Hemp (Cannabis) is among the oldest and most widely utilizable crops.
For over six millennia it was an economically significant supply of fibers, foods and medical and was cultivated in all parts of Europe and Asia. Also hemp was considered to be an important source of raw materials for ropes, sails, clothing, paper and oil products. In China hemp was used already 10,000 years ago. Over India and the Middle Eastern cultures in Iraq it propagated worldwide. In Europe the oldest findings are about 5,500 years old. Hemp and flax for a long time were considered to be the most important fiber crops. In the 17th century during the Age of Sail hemp had its golden age on the European continent, since sails, ropes, nets and flags were made out of it.
In the 18th century hemp lost its role in Europe. The decline of the German and European hemp economy continued until the ending 20th century. The triumph of cotton, decline of sail-powered ships and synthetic fibers in the technical places of use are several reasons for this. Further, the cannabis prohibition put pressure on commercial hemp, which is strictly regulated today. Today the importance of hemp is increasing owing to its positive properties in many branches of the economy. The hemp fibers have advantages over cotton fibers. This is also accompanied by the ease of cultivating them and the more ecological aspects. Owing to its nutritive traits hemp can also be used as a food and nutrition source. Hemp is used medically to treat cancer, lack of appetite and depression and as pain killer. There are today over 40000 various hemp products from all parts of everyday life.
In Switzerland the cultivation of hemp and its use have a long tradition. Until the beginning 20th century hemp delivered the raw materials for rope and sails, hemp oil was squeezed from its seeds. Until 1951 cannabis was legal and was important in medicine to treat migraine, asthma, pertussis and as sleep medicine. Until the beginning 1970s cannabis was available in the pharmacy. Fiber hemp must not contain over 1% of the drug tetrahydrocannabinol (THC).
Austria has a long history of hemp cultivation that goes back millennia. Between 800-1200 hemp was the most important crop. For example, in Niederösterreich there are many place names that refer to it.

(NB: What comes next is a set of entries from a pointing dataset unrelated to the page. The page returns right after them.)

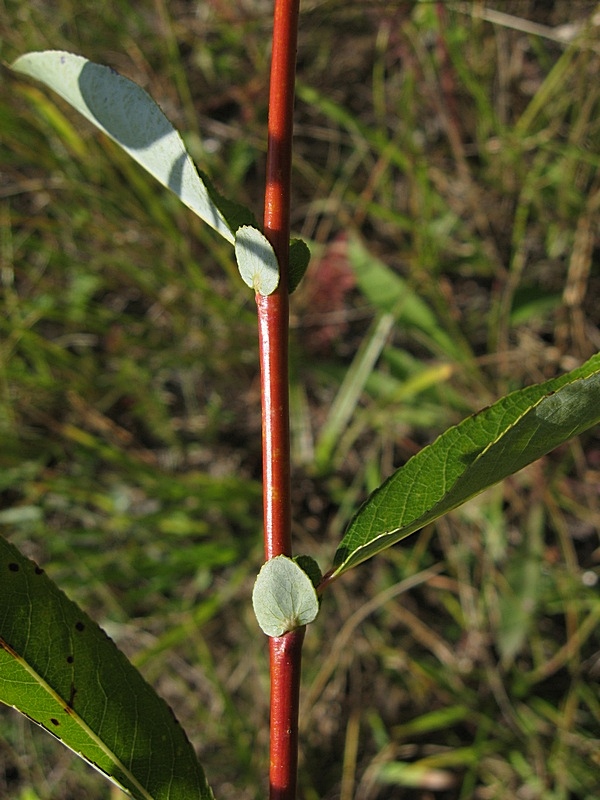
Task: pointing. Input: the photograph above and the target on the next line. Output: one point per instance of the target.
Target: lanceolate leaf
(466, 459)
(61, 670)
(126, 113)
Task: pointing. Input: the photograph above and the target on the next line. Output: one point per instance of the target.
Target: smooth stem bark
(273, 322)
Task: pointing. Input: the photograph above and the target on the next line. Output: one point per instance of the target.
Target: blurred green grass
(463, 156)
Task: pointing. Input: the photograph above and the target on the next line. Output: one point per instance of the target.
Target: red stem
(273, 327)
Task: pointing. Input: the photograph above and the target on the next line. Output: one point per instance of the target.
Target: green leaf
(468, 458)
(256, 260)
(299, 258)
(126, 113)
(62, 671)
(284, 597)
(309, 565)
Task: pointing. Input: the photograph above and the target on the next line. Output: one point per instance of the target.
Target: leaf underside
(128, 115)
(62, 671)
(468, 458)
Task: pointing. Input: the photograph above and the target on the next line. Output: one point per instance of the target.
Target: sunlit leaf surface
(126, 113)
(466, 459)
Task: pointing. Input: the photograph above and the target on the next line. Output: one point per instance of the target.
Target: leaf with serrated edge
(126, 113)
(284, 597)
(470, 457)
(62, 671)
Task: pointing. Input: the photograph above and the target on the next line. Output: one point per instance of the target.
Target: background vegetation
(464, 149)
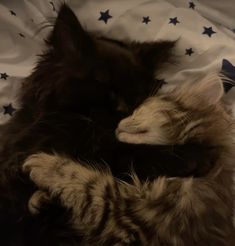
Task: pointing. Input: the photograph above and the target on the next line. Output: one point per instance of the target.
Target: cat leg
(90, 194)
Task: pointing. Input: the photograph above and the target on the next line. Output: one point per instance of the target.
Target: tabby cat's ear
(210, 89)
(154, 54)
(68, 37)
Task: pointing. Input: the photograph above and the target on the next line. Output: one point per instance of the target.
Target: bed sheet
(205, 31)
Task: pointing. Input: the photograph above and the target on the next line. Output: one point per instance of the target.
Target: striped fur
(166, 211)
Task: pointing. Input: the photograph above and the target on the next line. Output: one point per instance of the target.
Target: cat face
(85, 73)
(190, 113)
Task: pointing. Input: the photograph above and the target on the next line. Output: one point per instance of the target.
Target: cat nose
(129, 125)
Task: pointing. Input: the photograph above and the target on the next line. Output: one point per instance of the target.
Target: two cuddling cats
(81, 89)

In 1839 a tincture (hemp concentrated in alcohol) was produced which was sold in pharmacies as drug for coughs, asthma, migraine etc. Also, the “Austrian tobacco regie” put out many cigarette products with hemp. With the beginning 1999s hemp gained importance again. Today hemp types with no more than 0.3% THC can be used for fibers, oil and all other non-psychoactive uses. The 900 years old hemp industry is sown in the Hanftal in a museum. Today hemp fibers are produced for textiles and buildings and small amounts of seeds for hemp oil (Seshata, 2015).

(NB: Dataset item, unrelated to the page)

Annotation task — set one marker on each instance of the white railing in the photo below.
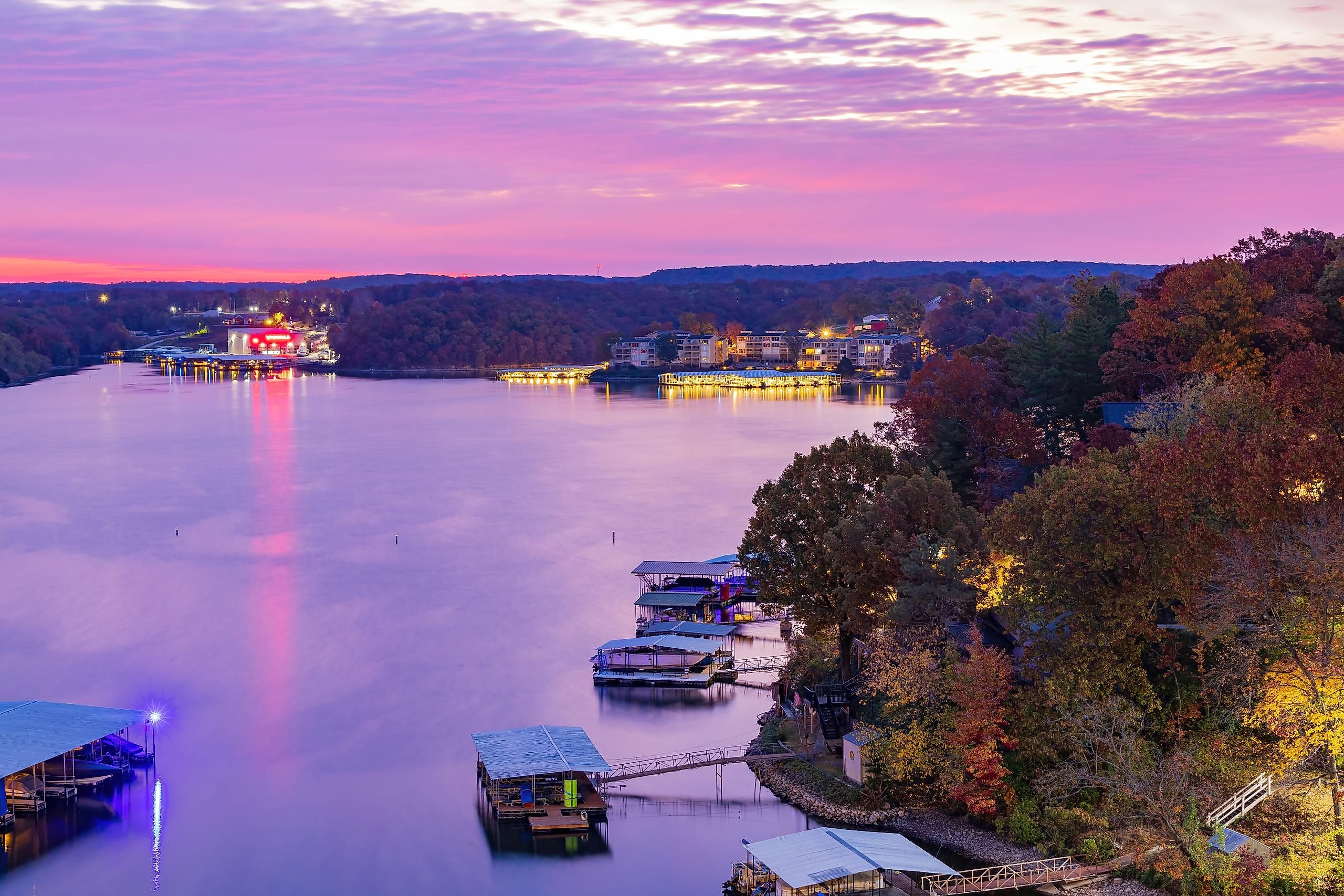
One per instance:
(1241, 803)
(979, 880)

400 A.D hemp started to be cultivated in Germany. In the 13th century another use of hemp found its way into Europe over Spain – the paper production. Thus in 1290 the first paper mill was made. Guttenberg’s famous Bible was printed on hemp paper. Between 1982-1995 the cultivation of hemp was prohibited. In 1996 it was legalized for farms and for utile hemp (Bundesanstalt für Landwirtschaft und Ernährung).